数学の問題を解いていると、「この公式を使えばラクになる」という解法に気づくことがあります。

・・・なんて、無理ですよね。普通の人は自ら気づくことなどありません。先生から「これはチェバの定理を使ってどうのこうの」と教わったり、問題集の解説ページにそう書いてあったりして身につけていく人がほとんどでしょう。
ということは、そういう指導をしてくれる先生に巡り合わなかったり、かゆいところに手が届く解説が書いてある問題集を買わなかったりすると一生知らないままだということです。

えてしてこういうのって都会の人のほうがいろいろな意味で情報へのアクセスでは有利で、本人の意志とは無関係に地方都市に生まれたりすると(その自覚なく)余計に苦労したり回り道をする羽目になります。

ヴァイオリンもその一つ。そもそも地方都市ではヴァイオリンを習っている人がおらず、ゆえにヴァイオリン教室もビジネスとして成り立たないので開設されておらず、親も「うちの子にヴァイオリンをやらせよう」というひらめきなど生まれるはずもなく、となると仮に素質があったとしてもヴァイオリンと縁のない人生を送ることになるわけです。まあ、あんな理不尽な楽器とは縁がないほうが幸せかもしれませんね。

私が何も気づかず弾いていた上昇音階の弾き方のコツも「教わって初めてわかった」というもの。
センスのある人ならすぐに気づくのに、普通に弾いていただけの私は本当に適性がないんですね・・・。そのコツとは・・・。


ヴァイオリン曲の上昇音階を弾く時のコツ

具体的な譜例を見てみましょう。

ballet

これはヴァイオリンを習う人なら大抵出くわすベリオの「バレエの情景」の序盤の一部(この部分はイ長調)。

普通に考えて、ラードミはG線、ラドミはA線、ラドミでまたE線に上がり、さらにラーと伸ばす部分はE線の上のほうへ小指をエイっと伸ばすでしょう。

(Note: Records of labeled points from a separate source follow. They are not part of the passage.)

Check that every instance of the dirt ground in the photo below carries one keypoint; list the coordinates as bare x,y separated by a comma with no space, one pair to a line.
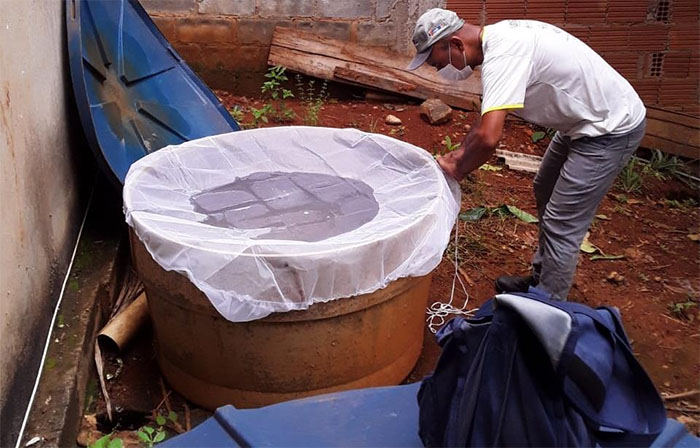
656,284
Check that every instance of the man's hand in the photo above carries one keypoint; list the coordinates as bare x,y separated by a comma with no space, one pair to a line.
448,163
476,148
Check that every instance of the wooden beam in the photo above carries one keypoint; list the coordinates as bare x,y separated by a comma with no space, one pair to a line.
351,63
672,132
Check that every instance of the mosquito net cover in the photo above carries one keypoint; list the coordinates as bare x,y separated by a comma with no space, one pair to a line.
273,220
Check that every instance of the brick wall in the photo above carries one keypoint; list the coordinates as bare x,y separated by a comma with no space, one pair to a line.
227,41
655,44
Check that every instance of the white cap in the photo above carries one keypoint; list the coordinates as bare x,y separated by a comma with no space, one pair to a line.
432,26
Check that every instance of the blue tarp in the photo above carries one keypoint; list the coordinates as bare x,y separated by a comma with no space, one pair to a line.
383,416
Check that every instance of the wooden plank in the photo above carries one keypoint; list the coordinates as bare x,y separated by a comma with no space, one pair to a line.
672,116
672,132
351,63
677,133
670,147
394,82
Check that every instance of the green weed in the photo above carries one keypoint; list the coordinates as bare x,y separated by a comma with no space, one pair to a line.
107,442
276,109
313,100
238,114
630,179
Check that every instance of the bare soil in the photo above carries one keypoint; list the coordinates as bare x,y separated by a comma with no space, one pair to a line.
657,286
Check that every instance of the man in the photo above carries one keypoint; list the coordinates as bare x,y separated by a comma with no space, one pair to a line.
548,77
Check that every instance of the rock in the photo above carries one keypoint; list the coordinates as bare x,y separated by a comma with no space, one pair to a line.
614,277
392,120
435,111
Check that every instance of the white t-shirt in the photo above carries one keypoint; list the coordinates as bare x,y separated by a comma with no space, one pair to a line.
551,78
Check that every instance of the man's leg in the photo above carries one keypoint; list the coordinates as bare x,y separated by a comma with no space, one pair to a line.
587,174
547,176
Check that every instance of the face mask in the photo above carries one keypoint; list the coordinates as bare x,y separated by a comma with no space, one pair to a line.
452,73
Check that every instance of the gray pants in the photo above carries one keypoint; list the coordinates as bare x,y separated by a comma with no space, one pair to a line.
570,184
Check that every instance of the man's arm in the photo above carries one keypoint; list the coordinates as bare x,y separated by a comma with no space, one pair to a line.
477,147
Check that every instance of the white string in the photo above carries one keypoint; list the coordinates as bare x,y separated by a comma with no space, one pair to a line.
53,319
438,311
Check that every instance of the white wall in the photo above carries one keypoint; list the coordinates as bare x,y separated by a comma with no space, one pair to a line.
39,209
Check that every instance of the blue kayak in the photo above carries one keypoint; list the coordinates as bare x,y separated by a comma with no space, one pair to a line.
134,93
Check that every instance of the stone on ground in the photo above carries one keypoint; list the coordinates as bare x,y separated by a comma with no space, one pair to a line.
435,111
392,120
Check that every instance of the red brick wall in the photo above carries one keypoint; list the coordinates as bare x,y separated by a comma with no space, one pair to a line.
655,44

ダメでした。そういう弾き方をしたら先生に全否定されました。

正しくはラードミでG線、ラドミもA線(ここまでは間違っていない)、その後のラドミもまたA線で弾きます。つまりこのラドミのラは3rdポジションでE線を1の指で押さえるのではなく、A線の7thまで上がって1の指でラを押さえろ、ドは3の指、ミは4の指を伸ばして、そのあとフラジオレットでラもまた引き続きA線で音を出せと指導されました。

私は普通に「ラドミのラは3rdポジションでE線を1の指で押さえればいいや」と思っていましたが、世の中のヴァイオリニストというのはこういう音階を見るとA線でそのまま駆け上がってフラジオレットでもっと高い音を出すのだとか。で、それがサマになるように何回も何回も音階を練習するのだとか。

少なくとも私はこの箇所を見て「あ、ここはこういう風に演奏しなきゃいけないんだ」と自ら気づくことはありませんでした。先生に言われて初めて「ああそうかな」という気分になりました。
ということはこれからも似たような音の連なりを見た時に、この時のことをすっかり忘れて普通に演奏して、その都度「ここは同じ弦で一気に弾くんだ」と言われるのだろうという未来の光景がいかにも想像されます。

どうやら私はヴァイオリニストとしての適正がさあっぱり欠けているようですね。